Te he dejado todo intacto porque no quiero apartarme de ti, porque se que esta casa dejará de ser mi casa y sin embargo me aferro a ver tu imagen de ojos abiertos, de sonrisa indescifrable. Te miro y pienso que ojalá no saques el cuadro que compramos incrédulos, que ojalá no olvides secarte el pelo ( que nunca aprendí a decirle cabello) que mi gato y tú ahora se lleven bien, que la casa siempre huela bien porque por eso , a pesar de lo locos que decían que estábamos, ese olor tan cálido nos hacia confiables, que ojalá pongas un poco de mi música un domingo por la tarde, que no tengas frio porque se que tiemblas mucho por cualquier poco de viento, que tengo miedo de decirlo, pero ojalá aprendas a no extrañarme.
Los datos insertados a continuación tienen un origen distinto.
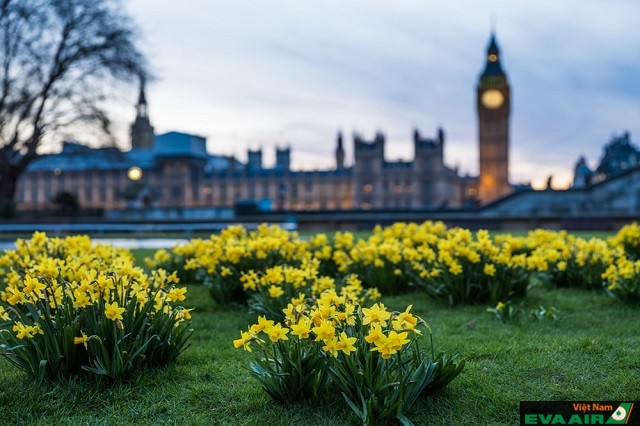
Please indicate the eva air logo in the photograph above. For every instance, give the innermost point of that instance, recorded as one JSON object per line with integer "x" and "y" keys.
{"x": 621, "y": 415}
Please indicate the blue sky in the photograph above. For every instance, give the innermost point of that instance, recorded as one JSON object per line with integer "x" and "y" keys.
{"x": 249, "y": 74}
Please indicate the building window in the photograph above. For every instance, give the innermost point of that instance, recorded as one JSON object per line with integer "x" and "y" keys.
{"x": 176, "y": 193}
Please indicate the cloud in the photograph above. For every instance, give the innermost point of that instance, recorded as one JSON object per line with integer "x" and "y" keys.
{"x": 256, "y": 73}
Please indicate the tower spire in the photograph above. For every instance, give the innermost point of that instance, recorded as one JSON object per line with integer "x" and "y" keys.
{"x": 142, "y": 132}
{"x": 339, "y": 152}
{"x": 142, "y": 99}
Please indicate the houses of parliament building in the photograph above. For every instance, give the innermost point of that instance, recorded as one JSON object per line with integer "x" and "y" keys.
{"x": 175, "y": 170}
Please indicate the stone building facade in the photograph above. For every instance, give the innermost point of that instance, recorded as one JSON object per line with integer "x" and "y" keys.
{"x": 175, "y": 170}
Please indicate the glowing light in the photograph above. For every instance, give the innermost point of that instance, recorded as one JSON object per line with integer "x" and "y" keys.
{"x": 134, "y": 173}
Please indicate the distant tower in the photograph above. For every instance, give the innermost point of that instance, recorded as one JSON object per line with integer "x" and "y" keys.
{"x": 142, "y": 130}
{"x": 254, "y": 158}
{"x": 339, "y": 153}
{"x": 493, "y": 103}
{"x": 283, "y": 158}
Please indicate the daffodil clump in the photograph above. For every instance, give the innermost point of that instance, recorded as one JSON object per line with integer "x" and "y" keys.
{"x": 474, "y": 270}
{"x": 176, "y": 260}
{"x": 221, "y": 260}
{"x": 567, "y": 261}
{"x": 272, "y": 290}
{"x": 393, "y": 257}
{"x": 70, "y": 307}
{"x": 372, "y": 355}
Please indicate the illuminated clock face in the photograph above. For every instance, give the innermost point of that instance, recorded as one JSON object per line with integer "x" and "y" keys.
{"x": 492, "y": 99}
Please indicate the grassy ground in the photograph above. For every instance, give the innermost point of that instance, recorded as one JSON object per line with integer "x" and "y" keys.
{"x": 590, "y": 353}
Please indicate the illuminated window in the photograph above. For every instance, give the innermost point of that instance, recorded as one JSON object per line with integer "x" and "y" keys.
{"x": 134, "y": 173}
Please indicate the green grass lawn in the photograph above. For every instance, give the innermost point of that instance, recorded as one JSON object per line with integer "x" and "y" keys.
{"x": 591, "y": 352}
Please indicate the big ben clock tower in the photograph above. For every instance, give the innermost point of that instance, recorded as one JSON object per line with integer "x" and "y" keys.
{"x": 493, "y": 103}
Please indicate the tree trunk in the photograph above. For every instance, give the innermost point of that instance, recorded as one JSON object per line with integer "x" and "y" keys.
{"x": 8, "y": 184}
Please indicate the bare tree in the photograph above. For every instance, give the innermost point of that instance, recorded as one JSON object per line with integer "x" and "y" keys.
{"x": 58, "y": 61}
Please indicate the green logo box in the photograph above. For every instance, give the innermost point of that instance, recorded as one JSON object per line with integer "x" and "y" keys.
{"x": 580, "y": 413}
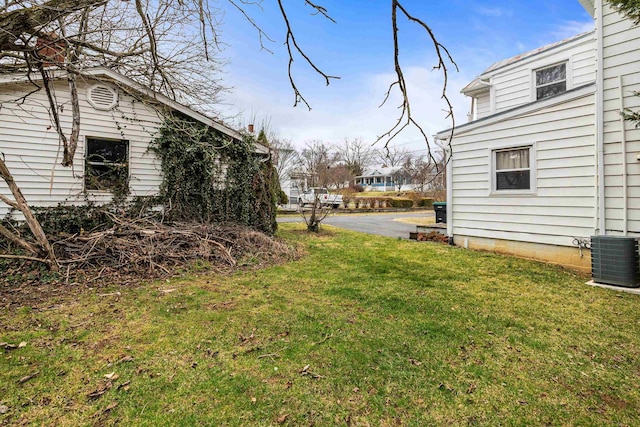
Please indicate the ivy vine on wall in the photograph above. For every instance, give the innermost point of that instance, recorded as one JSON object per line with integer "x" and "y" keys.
{"x": 209, "y": 177}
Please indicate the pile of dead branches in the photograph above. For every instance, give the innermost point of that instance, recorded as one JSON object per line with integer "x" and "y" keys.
{"x": 151, "y": 247}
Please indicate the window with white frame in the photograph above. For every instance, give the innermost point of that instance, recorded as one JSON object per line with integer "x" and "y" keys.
{"x": 106, "y": 164}
{"x": 513, "y": 170}
{"x": 551, "y": 81}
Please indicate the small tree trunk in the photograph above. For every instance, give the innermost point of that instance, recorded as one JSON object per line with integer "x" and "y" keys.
{"x": 20, "y": 203}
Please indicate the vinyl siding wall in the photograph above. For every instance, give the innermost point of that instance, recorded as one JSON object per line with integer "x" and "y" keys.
{"x": 30, "y": 144}
{"x": 562, "y": 207}
{"x": 621, "y": 49}
{"x": 513, "y": 85}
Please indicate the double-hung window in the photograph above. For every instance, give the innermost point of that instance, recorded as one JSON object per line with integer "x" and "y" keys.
{"x": 551, "y": 81}
{"x": 106, "y": 165}
{"x": 513, "y": 170}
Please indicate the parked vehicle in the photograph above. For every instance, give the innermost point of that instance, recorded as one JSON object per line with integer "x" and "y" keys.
{"x": 320, "y": 195}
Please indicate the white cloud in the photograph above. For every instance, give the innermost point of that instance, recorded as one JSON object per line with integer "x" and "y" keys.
{"x": 497, "y": 12}
{"x": 572, "y": 28}
{"x": 349, "y": 109}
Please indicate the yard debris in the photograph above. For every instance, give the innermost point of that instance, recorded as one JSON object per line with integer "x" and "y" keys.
{"x": 326, "y": 337}
{"x": 8, "y": 346}
{"x": 112, "y": 376}
{"x": 105, "y": 410}
{"x": 133, "y": 251}
{"x": 28, "y": 377}
{"x": 110, "y": 294}
{"x": 100, "y": 390}
{"x": 305, "y": 371}
{"x": 124, "y": 386}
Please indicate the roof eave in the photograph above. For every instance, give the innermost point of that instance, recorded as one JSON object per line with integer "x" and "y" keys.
{"x": 522, "y": 109}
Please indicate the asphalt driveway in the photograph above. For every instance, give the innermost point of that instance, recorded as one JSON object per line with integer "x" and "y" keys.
{"x": 382, "y": 224}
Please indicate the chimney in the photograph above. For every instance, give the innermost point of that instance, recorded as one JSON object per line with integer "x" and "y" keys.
{"x": 51, "y": 49}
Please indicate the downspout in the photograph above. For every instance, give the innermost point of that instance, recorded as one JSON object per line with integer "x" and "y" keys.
{"x": 600, "y": 196}
{"x": 449, "y": 172}
{"x": 625, "y": 178}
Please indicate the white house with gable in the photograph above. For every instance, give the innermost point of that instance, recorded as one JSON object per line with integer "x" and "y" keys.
{"x": 546, "y": 160}
{"x": 118, "y": 120}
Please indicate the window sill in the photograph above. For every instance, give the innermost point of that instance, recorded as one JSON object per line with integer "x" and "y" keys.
{"x": 513, "y": 193}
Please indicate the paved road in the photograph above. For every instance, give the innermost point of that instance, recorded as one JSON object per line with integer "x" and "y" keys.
{"x": 382, "y": 224}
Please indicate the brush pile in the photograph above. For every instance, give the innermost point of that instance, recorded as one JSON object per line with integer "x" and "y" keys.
{"x": 156, "y": 248}
{"x": 130, "y": 252}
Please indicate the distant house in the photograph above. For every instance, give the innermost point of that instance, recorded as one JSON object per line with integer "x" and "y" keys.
{"x": 385, "y": 178}
{"x": 546, "y": 160}
{"x": 119, "y": 118}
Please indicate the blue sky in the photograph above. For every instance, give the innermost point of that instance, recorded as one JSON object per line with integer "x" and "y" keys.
{"x": 358, "y": 48}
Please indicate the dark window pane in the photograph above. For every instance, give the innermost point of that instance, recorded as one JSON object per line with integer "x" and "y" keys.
{"x": 551, "y": 74}
{"x": 518, "y": 180}
{"x": 106, "y": 166}
{"x": 106, "y": 151}
{"x": 551, "y": 90}
{"x": 105, "y": 177}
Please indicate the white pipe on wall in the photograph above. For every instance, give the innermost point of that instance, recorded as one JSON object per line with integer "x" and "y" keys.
{"x": 623, "y": 148}
{"x": 601, "y": 199}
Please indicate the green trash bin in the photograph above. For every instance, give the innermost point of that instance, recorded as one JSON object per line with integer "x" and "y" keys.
{"x": 441, "y": 212}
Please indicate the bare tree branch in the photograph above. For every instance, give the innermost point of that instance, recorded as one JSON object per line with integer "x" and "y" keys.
{"x": 406, "y": 118}
{"x": 291, "y": 41}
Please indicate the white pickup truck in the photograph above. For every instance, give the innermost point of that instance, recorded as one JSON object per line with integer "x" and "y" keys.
{"x": 322, "y": 195}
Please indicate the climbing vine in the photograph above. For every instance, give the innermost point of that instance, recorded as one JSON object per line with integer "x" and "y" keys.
{"x": 209, "y": 177}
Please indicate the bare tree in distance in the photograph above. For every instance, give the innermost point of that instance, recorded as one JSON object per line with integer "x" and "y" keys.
{"x": 393, "y": 156}
{"x": 166, "y": 45}
{"x": 286, "y": 158}
{"x": 356, "y": 155}
{"x": 406, "y": 119}
{"x": 317, "y": 161}
{"x": 340, "y": 176}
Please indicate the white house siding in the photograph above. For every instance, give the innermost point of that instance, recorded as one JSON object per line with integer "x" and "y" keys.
{"x": 513, "y": 84}
{"x": 621, "y": 51}
{"x": 30, "y": 144}
{"x": 483, "y": 105}
{"x": 561, "y": 209}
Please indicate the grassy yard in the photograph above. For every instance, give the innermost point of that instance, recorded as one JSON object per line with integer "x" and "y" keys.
{"x": 362, "y": 331}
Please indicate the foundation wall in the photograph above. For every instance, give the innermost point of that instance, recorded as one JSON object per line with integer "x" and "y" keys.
{"x": 560, "y": 255}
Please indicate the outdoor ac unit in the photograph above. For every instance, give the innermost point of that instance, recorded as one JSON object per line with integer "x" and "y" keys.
{"x": 614, "y": 261}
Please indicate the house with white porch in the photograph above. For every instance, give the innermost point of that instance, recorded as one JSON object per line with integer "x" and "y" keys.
{"x": 546, "y": 160}
{"x": 385, "y": 178}
{"x": 119, "y": 119}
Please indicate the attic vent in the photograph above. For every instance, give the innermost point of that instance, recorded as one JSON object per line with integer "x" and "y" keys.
{"x": 102, "y": 97}
{"x": 614, "y": 260}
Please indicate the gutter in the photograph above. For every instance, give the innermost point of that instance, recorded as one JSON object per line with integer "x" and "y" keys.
{"x": 625, "y": 177}
{"x": 600, "y": 214}
{"x": 449, "y": 172}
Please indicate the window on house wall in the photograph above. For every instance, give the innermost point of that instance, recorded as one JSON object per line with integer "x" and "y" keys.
{"x": 513, "y": 169}
{"x": 106, "y": 164}
{"x": 551, "y": 81}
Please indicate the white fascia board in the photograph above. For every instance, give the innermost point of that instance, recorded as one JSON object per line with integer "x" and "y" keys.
{"x": 589, "y": 6}
{"x": 518, "y": 111}
{"x": 103, "y": 72}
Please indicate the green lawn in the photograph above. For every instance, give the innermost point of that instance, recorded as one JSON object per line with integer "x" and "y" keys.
{"x": 361, "y": 331}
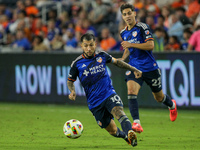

Te miro y no logro tocarte, es la sensación más abrumadora de todas, pero aún siento y se que me sientes. No estoy más. Queda el balcón que te pedí y me diste, quedan mis flores en las macetas, mi ropa amontonada, mis discos y mis galletas. Aqui en donde estoy, en este otro espacio llamado muerte, todo se ve abrumadoramente nostálgico.

Llegabas y no sabes si quieres quedarte.